In Baguio, Senior Supt. Arni Dean Emock, regional police spokesman said police “were just enforcing the law when fired upon,” saying it was farfetched revenge killings could erupt between the tribes of both groups of illegal settlers and policemen.
The casualties from the side of the attackers belonged to the upper Kalinga tribes, described as “fierce” in their native land who still adhere to the ethnic concept of justice that when blood is spilled from one of them, it must be repaid with blood.
Emock said most policemen who secured the demolition crew arrived at the site with a town council resolution to evict the squatters are from Kalinga towns where there is a strong sense of tribal membership.
Emock said police want the tribal angle set aside, saying “those killed did the offense in disregard of the law.”

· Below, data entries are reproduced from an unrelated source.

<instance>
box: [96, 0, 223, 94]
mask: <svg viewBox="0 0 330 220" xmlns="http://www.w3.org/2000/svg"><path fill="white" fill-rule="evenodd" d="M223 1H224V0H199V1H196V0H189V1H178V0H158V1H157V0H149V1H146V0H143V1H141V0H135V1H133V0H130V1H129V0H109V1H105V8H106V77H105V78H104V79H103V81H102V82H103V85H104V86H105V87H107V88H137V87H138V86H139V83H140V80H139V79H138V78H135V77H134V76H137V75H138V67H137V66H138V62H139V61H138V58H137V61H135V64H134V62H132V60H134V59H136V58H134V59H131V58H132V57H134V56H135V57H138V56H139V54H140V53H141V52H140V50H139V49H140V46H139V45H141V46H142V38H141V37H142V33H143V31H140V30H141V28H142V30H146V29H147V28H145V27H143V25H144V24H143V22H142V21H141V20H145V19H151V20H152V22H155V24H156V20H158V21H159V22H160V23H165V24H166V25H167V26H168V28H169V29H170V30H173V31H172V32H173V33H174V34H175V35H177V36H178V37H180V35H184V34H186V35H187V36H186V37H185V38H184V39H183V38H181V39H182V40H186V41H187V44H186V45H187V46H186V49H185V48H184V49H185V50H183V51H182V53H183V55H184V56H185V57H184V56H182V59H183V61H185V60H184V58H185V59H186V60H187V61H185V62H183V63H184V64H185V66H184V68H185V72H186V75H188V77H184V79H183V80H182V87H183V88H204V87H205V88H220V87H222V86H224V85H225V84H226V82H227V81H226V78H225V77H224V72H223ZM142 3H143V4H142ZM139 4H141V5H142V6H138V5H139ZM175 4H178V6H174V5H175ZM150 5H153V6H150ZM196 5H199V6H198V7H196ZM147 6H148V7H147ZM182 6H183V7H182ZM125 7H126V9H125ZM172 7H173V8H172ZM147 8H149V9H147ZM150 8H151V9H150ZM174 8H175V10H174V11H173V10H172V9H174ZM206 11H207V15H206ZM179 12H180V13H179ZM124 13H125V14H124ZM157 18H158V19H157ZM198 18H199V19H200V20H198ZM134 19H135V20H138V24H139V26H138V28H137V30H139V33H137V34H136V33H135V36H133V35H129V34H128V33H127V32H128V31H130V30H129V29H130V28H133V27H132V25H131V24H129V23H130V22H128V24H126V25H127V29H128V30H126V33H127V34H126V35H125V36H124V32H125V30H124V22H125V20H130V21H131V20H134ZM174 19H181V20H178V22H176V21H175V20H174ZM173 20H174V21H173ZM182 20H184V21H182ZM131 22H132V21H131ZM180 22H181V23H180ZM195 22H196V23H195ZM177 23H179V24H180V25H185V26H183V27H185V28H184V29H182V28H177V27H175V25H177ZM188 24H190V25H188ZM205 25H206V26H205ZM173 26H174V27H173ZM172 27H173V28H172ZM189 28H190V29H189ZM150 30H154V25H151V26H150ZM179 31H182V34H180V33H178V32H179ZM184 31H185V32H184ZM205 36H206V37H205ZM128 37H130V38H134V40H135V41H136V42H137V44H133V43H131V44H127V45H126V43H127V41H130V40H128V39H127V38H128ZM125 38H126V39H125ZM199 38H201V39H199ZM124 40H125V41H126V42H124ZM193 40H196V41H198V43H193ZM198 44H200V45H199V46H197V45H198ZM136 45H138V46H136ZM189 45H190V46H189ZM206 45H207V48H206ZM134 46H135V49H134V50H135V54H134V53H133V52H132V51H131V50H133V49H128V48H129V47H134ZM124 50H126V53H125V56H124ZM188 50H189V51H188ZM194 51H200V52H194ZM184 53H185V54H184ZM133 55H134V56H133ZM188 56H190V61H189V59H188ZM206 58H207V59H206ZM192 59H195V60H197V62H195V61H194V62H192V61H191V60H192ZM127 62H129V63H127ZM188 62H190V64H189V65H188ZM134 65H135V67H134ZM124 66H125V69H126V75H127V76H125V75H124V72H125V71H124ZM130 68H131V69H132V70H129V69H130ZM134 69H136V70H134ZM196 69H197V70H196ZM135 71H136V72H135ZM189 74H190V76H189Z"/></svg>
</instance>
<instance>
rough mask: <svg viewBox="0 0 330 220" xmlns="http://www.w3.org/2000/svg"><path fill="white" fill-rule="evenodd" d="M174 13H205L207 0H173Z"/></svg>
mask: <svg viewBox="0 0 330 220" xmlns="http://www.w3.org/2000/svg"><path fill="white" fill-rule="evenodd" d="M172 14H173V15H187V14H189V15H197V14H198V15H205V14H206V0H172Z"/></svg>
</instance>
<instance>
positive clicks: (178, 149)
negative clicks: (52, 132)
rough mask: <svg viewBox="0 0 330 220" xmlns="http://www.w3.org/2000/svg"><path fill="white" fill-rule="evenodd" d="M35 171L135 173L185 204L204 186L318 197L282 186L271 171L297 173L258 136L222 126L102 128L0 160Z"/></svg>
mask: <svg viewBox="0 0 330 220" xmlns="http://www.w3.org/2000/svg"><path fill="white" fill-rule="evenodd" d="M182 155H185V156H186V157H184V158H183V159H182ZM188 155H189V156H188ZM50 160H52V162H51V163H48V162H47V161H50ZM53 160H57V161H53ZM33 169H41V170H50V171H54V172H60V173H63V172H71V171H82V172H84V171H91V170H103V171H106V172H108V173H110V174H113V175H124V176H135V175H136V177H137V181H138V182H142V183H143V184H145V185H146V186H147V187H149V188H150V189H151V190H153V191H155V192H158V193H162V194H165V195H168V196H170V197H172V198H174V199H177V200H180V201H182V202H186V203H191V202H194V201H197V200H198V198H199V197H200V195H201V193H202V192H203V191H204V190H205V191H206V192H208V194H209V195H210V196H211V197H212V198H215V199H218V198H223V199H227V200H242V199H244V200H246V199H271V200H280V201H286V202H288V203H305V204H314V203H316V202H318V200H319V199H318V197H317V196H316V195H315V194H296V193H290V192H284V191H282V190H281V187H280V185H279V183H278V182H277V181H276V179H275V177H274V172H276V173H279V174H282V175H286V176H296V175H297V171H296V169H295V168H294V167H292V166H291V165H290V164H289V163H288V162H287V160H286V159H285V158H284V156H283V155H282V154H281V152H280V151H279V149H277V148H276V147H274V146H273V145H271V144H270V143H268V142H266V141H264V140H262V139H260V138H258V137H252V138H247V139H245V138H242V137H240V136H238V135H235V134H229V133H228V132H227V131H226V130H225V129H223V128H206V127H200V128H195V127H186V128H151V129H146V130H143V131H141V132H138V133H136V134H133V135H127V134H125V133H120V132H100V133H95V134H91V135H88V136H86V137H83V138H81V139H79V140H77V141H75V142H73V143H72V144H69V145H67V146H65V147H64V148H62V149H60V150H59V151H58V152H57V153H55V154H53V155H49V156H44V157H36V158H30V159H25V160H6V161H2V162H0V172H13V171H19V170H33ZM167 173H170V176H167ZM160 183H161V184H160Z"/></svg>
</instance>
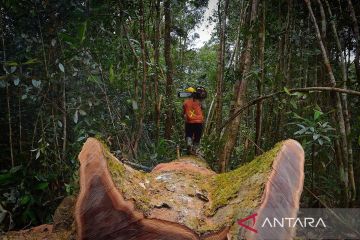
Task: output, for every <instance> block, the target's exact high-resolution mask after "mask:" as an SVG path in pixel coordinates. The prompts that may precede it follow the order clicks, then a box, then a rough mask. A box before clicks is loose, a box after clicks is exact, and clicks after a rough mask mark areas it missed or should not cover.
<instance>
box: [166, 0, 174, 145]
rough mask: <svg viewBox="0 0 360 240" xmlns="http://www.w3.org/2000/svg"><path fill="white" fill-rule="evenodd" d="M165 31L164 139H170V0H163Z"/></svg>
mask: <svg viewBox="0 0 360 240" xmlns="http://www.w3.org/2000/svg"><path fill="white" fill-rule="evenodd" d="M164 12H165V32H164V58H165V64H166V87H165V91H166V92H165V95H166V106H165V108H166V116H165V135H164V137H165V139H170V138H171V135H172V131H173V129H172V125H173V66H172V58H171V35H170V33H171V0H165V2H164Z"/></svg>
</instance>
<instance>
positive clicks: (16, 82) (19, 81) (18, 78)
mask: <svg viewBox="0 0 360 240" xmlns="http://www.w3.org/2000/svg"><path fill="white" fill-rule="evenodd" d="M19 83H20V79H19V78H15V79H14V85H15V86H18V85H19Z"/></svg>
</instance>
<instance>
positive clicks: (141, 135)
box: [133, 0, 147, 152]
mask: <svg viewBox="0 0 360 240" xmlns="http://www.w3.org/2000/svg"><path fill="white" fill-rule="evenodd" d="M139 10H140V11H139V12H140V47H141V63H142V84H141V107H140V113H139V121H138V126H137V130H138V131H137V133H136V137H135V141H134V144H133V149H134V151H135V152H137V148H138V144H139V140H140V139H141V136H142V134H143V130H144V118H145V109H146V85H147V83H146V82H147V63H146V62H147V56H146V36H145V19H144V18H145V16H144V1H143V0H141V1H140V9H139Z"/></svg>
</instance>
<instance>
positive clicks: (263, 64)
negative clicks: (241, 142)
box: [255, 0, 265, 155]
mask: <svg viewBox="0 0 360 240" xmlns="http://www.w3.org/2000/svg"><path fill="white" fill-rule="evenodd" d="M260 6H261V17H260V28H259V67H260V72H259V75H260V77H259V78H258V81H257V90H258V94H259V97H261V96H262V94H263V91H264V90H263V88H264V84H263V83H264V79H265V65H264V57H265V1H264V0H262V1H261V3H260ZM262 109H263V106H262V102H261V101H260V102H259V103H258V104H257V105H256V127H255V128H256V130H255V155H260V153H261V134H262Z"/></svg>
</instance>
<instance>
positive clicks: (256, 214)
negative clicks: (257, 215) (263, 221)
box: [238, 213, 257, 233]
mask: <svg viewBox="0 0 360 240" xmlns="http://www.w3.org/2000/svg"><path fill="white" fill-rule="evenodd" d="M256 216H257V213H254V214H252V215H250V216H248V217H246V218H243V219H240V220H238V224H239V225H240V226H242V227H244V228H246V229H247V230H250V231H252V232H254V233H257V230H256V229H255V228H252V227H250V226H249V225H246V224H244V222H246V221H247V220H249V219H252V220H253V224H252V226H254V225H255V222H256V219H255V218H256Z"/></svg>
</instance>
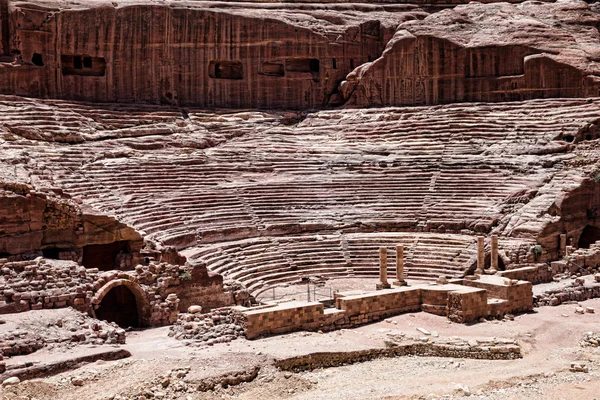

Kalinga police director Senior Supt. Severino Cruz said tension has died down although they were on guard.
Rizal is a gateway to Tabuk City, capital of Kalinga province.
Tabuk in recent years has been known as the arena of warring Kalinga tribes whenever conflicts arise. It is where the “buso” (vendetta killing) occurs because different kinds of people converge in the capital town.
Tabuk mayor Camilo Lammawin said there have been “painful” events in the past killings that gave the city “national fame”, including the slaying of Vice Gov. Rommel Diasen in Barangay Magnao on Black Saturday last April.
Self-confessed kiler Joel Melod admitted it was vendetta for the Maducayon tribe’s slaying of regional Trial Court Judge Milnar Lammawin and Melod were with the Magnao tribe.
Other vendetta as well as mysterious killings have also occurred in the past, and ,most of them unsolved.
Lammawin added squatting in Rizal, which has long been a problem, must end.
Earlier, Supt. Gonzales said Monday’s carnage was an offshoot of a long-running dispute over the 2, 934- hectare Madrigal agricultural estate.
The Supreme Court ruled that a 533-hectare section of the estate is an ancestral land and ordered owners to return it to the original Kalinga inhabitants.
The government handed over the ancestral land to 127 families from three Kalinga clans in December 2004, but other Kalinga clans have since moved in with guns and settled in parts of the disputed property.
Sen. Jamby Madrigal, whose family once owned the estate, said she would investigate the matter in her capacity as chairperson of the Senate committee on Cultural communities when the 14th Congress opens.
“We must not allow such blatant disregard for human rights to go unpunished. Nine lives were lost. Those responsible for this action must be held accountable,” said the senator, who told reporters in Manila that the property was formerly part of her grandfather Don Vicente Madrigal’s Estate in Kalinga “before it was taken over by the government.